Danna percibió su cambio de
semblante, se preocupó temiendo una consecuencia al golpe y se acercó tomándole
del brazo, con la otra mano le rodeó la cintura para ayudarlo a sentarse. El
desconcierto de Samuel provocó que la mirara a los pechos mientras que ella lo
siguió con la mirada y abrió los ojos desorbitados-
- ¡Oh Dios mío! – con torpeza se
separó, estirando el suéter alejándolo de su cuerpo, y vio su prominente bulto. - ¡Oh Dios mío! –
El torrente sanguíneo se concentró en su cara. - Lo siento mucho, será mejor
que me marche. – Balbuceando y caminando nerviosa por la cocina. Torpe y desorientada
casi cae al suelo de un tras pie-.
- No te marches por favor. Es una
reacción instintiva, poco civilizado… eres una mujer muy hermosa. Te prometo
nunca irrespetarte y esto no volverá a ocurrir.

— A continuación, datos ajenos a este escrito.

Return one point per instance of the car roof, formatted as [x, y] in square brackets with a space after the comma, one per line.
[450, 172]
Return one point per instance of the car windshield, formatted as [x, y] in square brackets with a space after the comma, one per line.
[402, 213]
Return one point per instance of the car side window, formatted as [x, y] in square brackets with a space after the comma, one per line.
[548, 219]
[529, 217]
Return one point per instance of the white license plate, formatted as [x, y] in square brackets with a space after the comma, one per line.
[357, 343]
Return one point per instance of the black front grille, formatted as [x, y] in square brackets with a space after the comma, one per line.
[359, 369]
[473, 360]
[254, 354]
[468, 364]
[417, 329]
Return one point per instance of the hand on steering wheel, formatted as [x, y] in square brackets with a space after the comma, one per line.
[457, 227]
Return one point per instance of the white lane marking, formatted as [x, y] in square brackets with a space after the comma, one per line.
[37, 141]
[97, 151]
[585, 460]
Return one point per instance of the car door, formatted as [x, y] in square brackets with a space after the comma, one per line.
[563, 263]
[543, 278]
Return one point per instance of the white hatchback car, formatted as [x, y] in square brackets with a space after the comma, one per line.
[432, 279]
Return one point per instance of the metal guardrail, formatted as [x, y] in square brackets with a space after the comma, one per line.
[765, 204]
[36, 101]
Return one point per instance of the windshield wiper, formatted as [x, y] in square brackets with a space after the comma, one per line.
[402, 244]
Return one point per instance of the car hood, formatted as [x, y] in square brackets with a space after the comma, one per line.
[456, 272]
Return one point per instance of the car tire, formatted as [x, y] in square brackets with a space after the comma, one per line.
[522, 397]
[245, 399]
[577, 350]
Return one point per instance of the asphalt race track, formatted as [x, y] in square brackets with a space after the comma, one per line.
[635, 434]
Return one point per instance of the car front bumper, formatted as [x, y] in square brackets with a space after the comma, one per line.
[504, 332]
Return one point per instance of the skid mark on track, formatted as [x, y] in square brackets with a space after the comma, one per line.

- Lo siento… lo siento mucho,
mejor me voy. – Danna no huía de él, sino de ella misma. ¿Cómo iba a estar
segura de que no volvería a pasar? Si ella no dejaba de sentir su piel como un
auténtico hervidero, su cercanía alteraba todo su sistema haciendo que su
cuerpo reaccionara de forma primitiva, mojando su ropa interior y endureciendo
sus pezones hasta doler-.
Samuel se regañaba a si mismo por
estropearlo todo a causa de su nulo autocontrol. Desde la adolescencia nunca
más había pasado semejante vergüenza. Lo peor, era que aquella mujer lo
excitaba hasta la locura. Eligió tomarse su tiempo para disfrutarla a plenitud. Lo que le
hacía sentir merecía el sacrificio de controlar la parte de su cuerpo que tenía
voluntad propia, era todo tan nuevo para él...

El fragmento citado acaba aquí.